Nicolas’ father was Jacques Charrier, a French actor whom she married in 1959 but who never felt comfortable in his role as Monsieur Bardot. Bardot soon gave up her son to his father, and later said she had been chronically depressed and unready for the duties of being a mother.

“I was looking for roots then,” she said in an interview. “I had none to offer.”

In her 1996 autobiography “Initiales B.B.,” she likened her pregnancy to “a tumor growing inside me,” and described Charrier as “temperamental and abusive.”

Bardot married her third husband, West German millionaire playboy Gunther Sachs, in 1966, but the relationship again ended in divorce three years later.

Among her films were “A Parisian” (1957); “In Case of Misfortune,” in which she starred in 1958 with screen legend Jean Gabin; “The Truth” (1960); “Private Life” (1962); “A Ravishing Idiot” (1964); “Shalako” (1968); “Women” (1969); “The Bear And The Doll” (1970); “Rum Boulevard” (1971); and “Don Juan” (1973).

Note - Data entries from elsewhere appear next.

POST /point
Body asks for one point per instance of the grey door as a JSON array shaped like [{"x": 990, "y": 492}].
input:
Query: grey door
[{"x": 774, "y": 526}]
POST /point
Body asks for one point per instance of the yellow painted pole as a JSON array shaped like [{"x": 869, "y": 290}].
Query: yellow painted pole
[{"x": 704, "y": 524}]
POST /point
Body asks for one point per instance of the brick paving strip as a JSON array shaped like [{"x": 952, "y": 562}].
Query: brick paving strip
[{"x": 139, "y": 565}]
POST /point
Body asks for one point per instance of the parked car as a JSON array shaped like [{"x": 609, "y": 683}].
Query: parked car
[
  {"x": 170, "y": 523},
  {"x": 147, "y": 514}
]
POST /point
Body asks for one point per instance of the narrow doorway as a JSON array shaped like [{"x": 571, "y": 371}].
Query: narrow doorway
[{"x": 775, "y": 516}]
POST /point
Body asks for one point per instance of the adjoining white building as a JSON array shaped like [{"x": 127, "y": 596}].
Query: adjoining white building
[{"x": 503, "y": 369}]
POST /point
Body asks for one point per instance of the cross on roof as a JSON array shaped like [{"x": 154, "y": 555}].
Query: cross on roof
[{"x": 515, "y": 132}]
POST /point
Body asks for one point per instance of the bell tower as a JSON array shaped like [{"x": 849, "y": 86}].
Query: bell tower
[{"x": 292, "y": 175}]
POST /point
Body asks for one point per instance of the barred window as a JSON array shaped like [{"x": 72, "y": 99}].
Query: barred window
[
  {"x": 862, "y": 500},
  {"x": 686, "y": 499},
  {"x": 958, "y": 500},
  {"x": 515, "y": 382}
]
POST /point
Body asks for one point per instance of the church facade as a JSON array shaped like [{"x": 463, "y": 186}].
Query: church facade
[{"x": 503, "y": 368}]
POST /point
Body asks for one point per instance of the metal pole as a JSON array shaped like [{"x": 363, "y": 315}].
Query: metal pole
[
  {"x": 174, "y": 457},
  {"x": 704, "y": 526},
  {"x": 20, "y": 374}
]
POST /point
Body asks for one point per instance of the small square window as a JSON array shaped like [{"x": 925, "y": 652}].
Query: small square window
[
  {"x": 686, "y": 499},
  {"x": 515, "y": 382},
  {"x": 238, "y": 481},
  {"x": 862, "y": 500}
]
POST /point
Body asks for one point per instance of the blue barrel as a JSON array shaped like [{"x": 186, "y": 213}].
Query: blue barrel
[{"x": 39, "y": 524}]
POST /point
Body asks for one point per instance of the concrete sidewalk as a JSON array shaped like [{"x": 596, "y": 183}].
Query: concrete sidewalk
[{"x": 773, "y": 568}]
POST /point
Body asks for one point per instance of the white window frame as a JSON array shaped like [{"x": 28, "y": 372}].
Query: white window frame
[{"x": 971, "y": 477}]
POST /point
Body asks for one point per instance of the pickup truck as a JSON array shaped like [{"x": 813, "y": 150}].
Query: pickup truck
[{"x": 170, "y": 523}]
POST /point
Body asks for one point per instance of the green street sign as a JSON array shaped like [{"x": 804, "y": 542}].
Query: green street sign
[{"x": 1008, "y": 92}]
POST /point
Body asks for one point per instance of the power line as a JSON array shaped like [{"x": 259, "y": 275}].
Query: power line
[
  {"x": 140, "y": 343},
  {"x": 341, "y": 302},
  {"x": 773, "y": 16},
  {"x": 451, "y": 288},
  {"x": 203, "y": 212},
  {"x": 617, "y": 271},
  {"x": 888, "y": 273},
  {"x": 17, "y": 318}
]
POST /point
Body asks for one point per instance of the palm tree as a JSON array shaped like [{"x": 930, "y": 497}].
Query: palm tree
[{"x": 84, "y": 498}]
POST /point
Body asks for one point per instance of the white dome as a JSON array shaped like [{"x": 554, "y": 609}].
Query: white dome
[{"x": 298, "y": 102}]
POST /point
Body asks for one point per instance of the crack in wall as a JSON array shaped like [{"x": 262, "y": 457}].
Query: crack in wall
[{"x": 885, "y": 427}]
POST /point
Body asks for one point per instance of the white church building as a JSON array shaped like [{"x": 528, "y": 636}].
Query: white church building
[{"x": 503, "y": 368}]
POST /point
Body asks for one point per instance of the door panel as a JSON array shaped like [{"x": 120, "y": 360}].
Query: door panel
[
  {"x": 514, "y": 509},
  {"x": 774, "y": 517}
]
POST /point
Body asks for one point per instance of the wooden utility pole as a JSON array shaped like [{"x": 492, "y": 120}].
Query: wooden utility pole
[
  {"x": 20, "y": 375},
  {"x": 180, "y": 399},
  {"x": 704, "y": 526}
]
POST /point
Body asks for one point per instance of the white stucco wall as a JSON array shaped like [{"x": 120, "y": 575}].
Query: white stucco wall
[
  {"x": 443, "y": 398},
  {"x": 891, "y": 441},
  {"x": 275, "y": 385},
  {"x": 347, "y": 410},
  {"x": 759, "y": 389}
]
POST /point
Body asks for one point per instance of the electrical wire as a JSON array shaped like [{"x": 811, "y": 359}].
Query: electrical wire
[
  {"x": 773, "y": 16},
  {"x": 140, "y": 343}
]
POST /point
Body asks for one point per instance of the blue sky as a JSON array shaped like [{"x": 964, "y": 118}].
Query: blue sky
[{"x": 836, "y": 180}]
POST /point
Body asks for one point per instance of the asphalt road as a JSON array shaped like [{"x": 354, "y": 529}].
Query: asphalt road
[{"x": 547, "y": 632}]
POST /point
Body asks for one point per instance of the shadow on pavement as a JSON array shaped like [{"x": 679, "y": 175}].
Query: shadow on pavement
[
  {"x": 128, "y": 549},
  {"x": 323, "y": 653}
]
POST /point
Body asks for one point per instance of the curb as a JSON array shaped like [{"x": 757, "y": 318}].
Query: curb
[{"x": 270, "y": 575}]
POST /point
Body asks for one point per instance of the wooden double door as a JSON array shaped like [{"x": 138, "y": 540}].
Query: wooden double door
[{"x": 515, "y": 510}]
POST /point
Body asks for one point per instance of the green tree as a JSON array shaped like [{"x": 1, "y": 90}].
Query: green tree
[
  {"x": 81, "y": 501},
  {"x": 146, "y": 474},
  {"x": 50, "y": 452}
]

With the exception of 1963’s critically acclaimed “Contempt,” directed by Godard, Bardot’s films were rarely complicated by plots. Often, they were vehicles to display Bardot in scanty dresses or frolicking nude in the sun.

“It was never a great passion of mine,” she said of filmmaking. “And it can be deadly sometimes. Marilyn (Monroe) perished because of it.”

Bardot retired to her Riviera villa in St. Tropez at the age of 39 in 1973 after “The Woman Grabber.”

Former French actress Brigitte Bardot displays a 1969 copy of French magazine “Paris Match,” showing a seal on the cover in Geneva on Dec. 5, 2005. Bardot launched an appeal [to Canadian Prime Minister Paul Martin] to stop the slaughter of seals.

Denis Balibouse | Reuters

Reinventing herself in middle age

She emerged a decade later with a new persona: An animal rights lobbyist, her face was wrinkled and her voice was deep following years of heavy smoking. She abandoned her jet-set life and sold off movie memorabilia and jewelry to create a foundation devoted exclusively to the prevention of animal cruelty.

Her activism knew no borders. She urged South Korea to ban the sale of dog meat and once wrote to U.S. President Bill Clinton asking why the U.S. Navy recaptured two dolphins it had released into the wild.

She attacked centuries-old French and Italian sporting traditions including the Palio, a free-for-all horse race, and campaigned on behalf of wolves, rabbits, kittens and turtle doves.

“It’s true that sometimes I get carried away, but when I see how slowly things move forward … my distress takes over,” Bardot told the AP when asked about her racial hatred convictions and opposition to Muslim ritual slaughter,

In 1997, several towns removed Bardot-inspired statues of Marianne after the actress voiced anti-immigrant sentiment. Also that year, she received death threats after calling for a ban on the sale of horse meat.

Bardot once said that she identified with the animals that she was trying to save.

“I can understand hunted animals because of the way I was treated,” Bardot said. “What happened to me was inhuman. I was constantly surrounded by the world press.”